The electroplating cell can contain unstable cation species that are also easily oxidized at the anode; for example, ferrous cations (Fe.sup.+2) can become oxidized to ferric cations (Fe.sup.+3) at the anode. This is undesirable, because ferric ions often precipitate out of solution. Yet another problem that arises when incorporating easily oxidizable species in a plating bath is that these species oxidize on contact with oxygen in ambient air surrounding the electroplating solution. However, the oxidizable species are often desirable at the cathode to allow deposition of such species on the substrate being electroplated. For example, ferrous cations (Fe.sup.+2) are needed to deposit CoFeP alloys that have highly desirable magnetic properties.

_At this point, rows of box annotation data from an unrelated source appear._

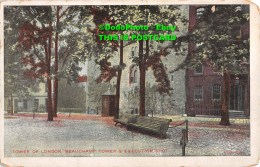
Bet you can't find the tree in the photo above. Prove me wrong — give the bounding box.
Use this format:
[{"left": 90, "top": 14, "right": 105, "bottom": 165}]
[
  {"left": 4, "top": 6, "right": 52, "bottom": 113},
  {"left": 89, "top": 6, "right": 187, "bottom": 118},
  {"left": 18, "top": 19, "right": 53, "bottom": 121},
  {"left": 172, "top": 5, "right": 249, "bottom": 125},
  {"left": 119, "top": 5, "right": 185, "bottom": 116}
]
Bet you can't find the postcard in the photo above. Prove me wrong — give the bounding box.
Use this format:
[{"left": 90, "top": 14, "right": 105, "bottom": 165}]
[{"left": 0, "top": 1, "right": 260, "bottom": 166}]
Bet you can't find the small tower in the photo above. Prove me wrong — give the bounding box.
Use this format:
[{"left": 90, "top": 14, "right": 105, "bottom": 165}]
[{"left": 101, "top": 88, "right": 116, "bottom": 117}]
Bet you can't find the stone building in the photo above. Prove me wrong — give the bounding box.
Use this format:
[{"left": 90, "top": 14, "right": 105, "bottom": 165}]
[{"left": 87, "top": 5, "right": 188, "bottom": 115}]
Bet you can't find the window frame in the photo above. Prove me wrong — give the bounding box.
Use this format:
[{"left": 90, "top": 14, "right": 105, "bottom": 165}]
[
  {"left": 194, "top": 85, "right": 203, "bottom": 101},
  {"left": 196, "top": 7, "right": 205, "bottom": 19},
  {"left": 212, "top": 84, "right": 222, "bottom": 100},
  {"left": 194, "top": 64, "right": 204, "bottom": 74}
]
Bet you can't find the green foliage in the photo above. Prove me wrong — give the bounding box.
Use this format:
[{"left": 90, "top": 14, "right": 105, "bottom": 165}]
[
  {"left": 173, "top": 5, "right": 250, "bottom": 74},
  {"left": 58, "top": 79, "right": 86, "bottom": 108}
]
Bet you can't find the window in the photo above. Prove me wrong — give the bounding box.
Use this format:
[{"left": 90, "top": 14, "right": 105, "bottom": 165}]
[
  {"left": 194, "top": 86, "right": 203, "bottom": 100},
  {"left": 212, "top": 85, "right": 221, "bottom": 100},
  {"left": 23, "top": 99, "right": 27, "bottom": 109},
  {"left": 131, "top": 47, "right": 135, "bottom": 57},
  {"left": 34, "top": 99, "right": 39, "bottom": 108},
  {"left": 235, "top": 6, "right": 242, "bottom": 12},
  {"left": 194, "top": 65, "right": 203, "bottom": 74},
  {"left": 129, "top": 65, "right": 137, "bottom": 85},
  {"left": 45, "top": 83, "right": 48, "bottom": 93},
  {"left": 196, "top": 8, "right": 205, "bottom": 18},
  {"left": 195, "top": 42, "right": 203, "bottom": 49}
]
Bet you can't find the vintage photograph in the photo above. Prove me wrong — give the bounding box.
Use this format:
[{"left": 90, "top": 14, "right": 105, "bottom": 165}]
[{"left": 3, "top": 1, "right": 252, "bottom": 162}]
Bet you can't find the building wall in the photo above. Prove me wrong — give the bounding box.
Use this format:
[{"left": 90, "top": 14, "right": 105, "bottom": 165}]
[{"left": 186, "top": 6, "right": 250, "bottom": 116}]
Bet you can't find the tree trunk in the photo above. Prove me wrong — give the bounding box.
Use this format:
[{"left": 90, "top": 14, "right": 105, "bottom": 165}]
[
  {"left": 115, "top": 40, "right": 124, "bottom": 119},
  {"left": 139, "top": 40, "right": 146, "bottom": 116},
  {"left": 11, "top": 93, "right": 14, "bottom": 115},
  {"left": 44, "top": 22, "right": 53, "bottom": 121},
  {"left": 220, "top": 70, "right": 230, "bottom": 126},
  {"left": 52, "top": 6, "right": 60, "bottom": 117}
]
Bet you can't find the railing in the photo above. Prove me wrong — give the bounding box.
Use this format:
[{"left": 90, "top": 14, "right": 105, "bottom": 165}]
[
  {"left": 189, "top": 103, "right": 221, "bottom": 116},
  {"left": 170, "top": 120, "right": 189, "bottom": 156}
]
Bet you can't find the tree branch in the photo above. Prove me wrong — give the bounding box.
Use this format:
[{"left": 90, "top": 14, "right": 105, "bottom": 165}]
[
  {"left": 62, "top": 49, "right": 71, "bottom": 67},
  {"left": 59, "top": 7, "right": 70, "bottom": 19},
  {"left": 59, "top": 46, "right": 69, "bottom": 60}
]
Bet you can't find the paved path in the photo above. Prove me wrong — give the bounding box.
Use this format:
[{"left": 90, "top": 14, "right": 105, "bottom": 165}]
[{"left": 4, "top": 115, "right": 250, "bottom": 157}]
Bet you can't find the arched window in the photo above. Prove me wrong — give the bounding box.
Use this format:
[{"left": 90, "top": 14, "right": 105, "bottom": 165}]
[
  {"left": 212, "top": 84, "right": 221, "bottom": 100},
  {"left": 196, "top": 8, "right": 205, "bottom": 18},
  {"left": 131, "top": 47, "right": 135, "bottom": 57},
  {"left": 129, "top": 65, "right": 137, "bottom": 86},
  {"left": 194, "top": 86, "right": 203, "bottom": 100}
]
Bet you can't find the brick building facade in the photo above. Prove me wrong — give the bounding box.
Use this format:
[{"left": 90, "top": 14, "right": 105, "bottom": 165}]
[{"left": 186, "top": 6, "right": 250, "bottom": 116}]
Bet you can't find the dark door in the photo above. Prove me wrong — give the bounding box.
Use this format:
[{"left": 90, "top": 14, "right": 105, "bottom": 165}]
[{"left": 230, "top": 85, "right": 245, "bottom": 111}]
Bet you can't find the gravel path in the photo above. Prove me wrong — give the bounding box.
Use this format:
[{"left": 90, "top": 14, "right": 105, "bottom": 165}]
[{"left": 4, "top": 117, "right": 250, "bottom": 157}]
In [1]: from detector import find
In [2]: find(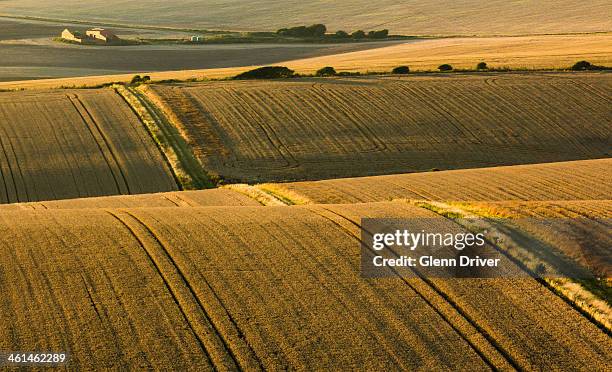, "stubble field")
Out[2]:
[149,74,611,182]
[274,158,612,204]
[0,0,612,35]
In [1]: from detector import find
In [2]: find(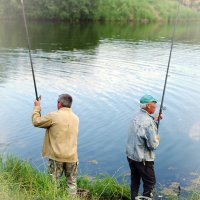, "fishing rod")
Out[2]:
[157,1,180,129]
[21,0,40,100]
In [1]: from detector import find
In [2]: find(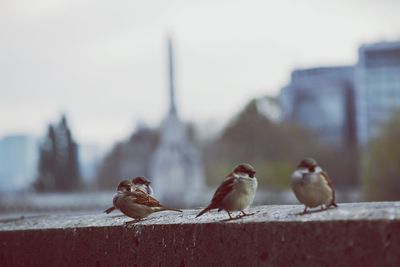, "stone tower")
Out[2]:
[151,38,204,206]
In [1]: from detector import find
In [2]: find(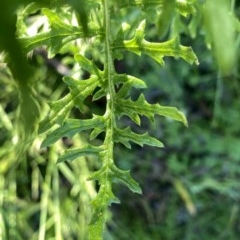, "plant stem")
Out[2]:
[103,0,115,160]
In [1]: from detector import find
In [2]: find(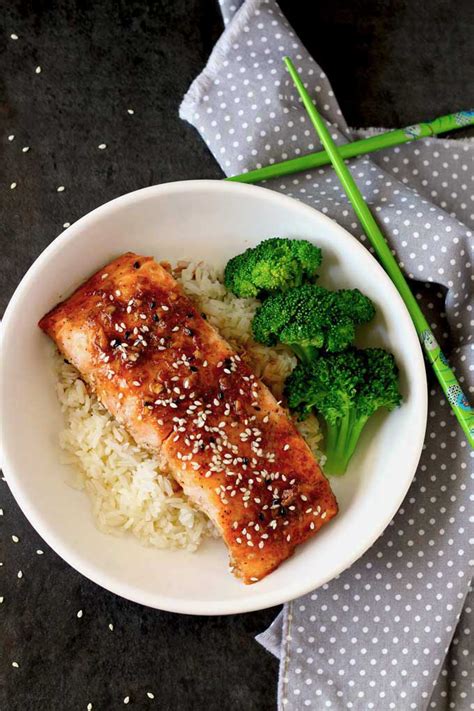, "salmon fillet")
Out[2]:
[39,253,337,583]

Another problem arises because the fundamental nature of electrodeposition processes requires that a reducing potential be present at the cathode and an oxidizing potential at the anode. Thus all electrodeposition processes which rely on the presence of a thermodynamically unstable species potentially suffer from undesirable oxidation or reduction of these species at the anode or cathode. The oxidized ionic species are undesirable because they remain in the electroplating bath as an additional non-reactive component that competes in the electromigration process, as a "spoiler" which impairs the cathodic electrodeposition process, or as a precipitated material. In the former case, additional quantities of the thermodynamically unstable ionic species must be continuously added to the electroplating solution; and in the latter case, the entire electroplating solution must be purified or rejected. Oxidization of thermodynamically unstable species in the cell often results in poor electroplating performance, non-uniform deposition, variable electrical and magnetic properties in the plated coating, and shortened use lifetime for the electroplating solution bath.
Thus it is desirable to have an electroplating apparatus and method that reduces or altogether prevents oxidation of thermodynamically unstable ionic species in the electroplating solution of the apparatus. It is further desirable to have an electroplating apparatus and method that can be used to uniformly deposit complex magnetic alloys onto substrates, and that can be easily adapted to deposit different alloy compositions.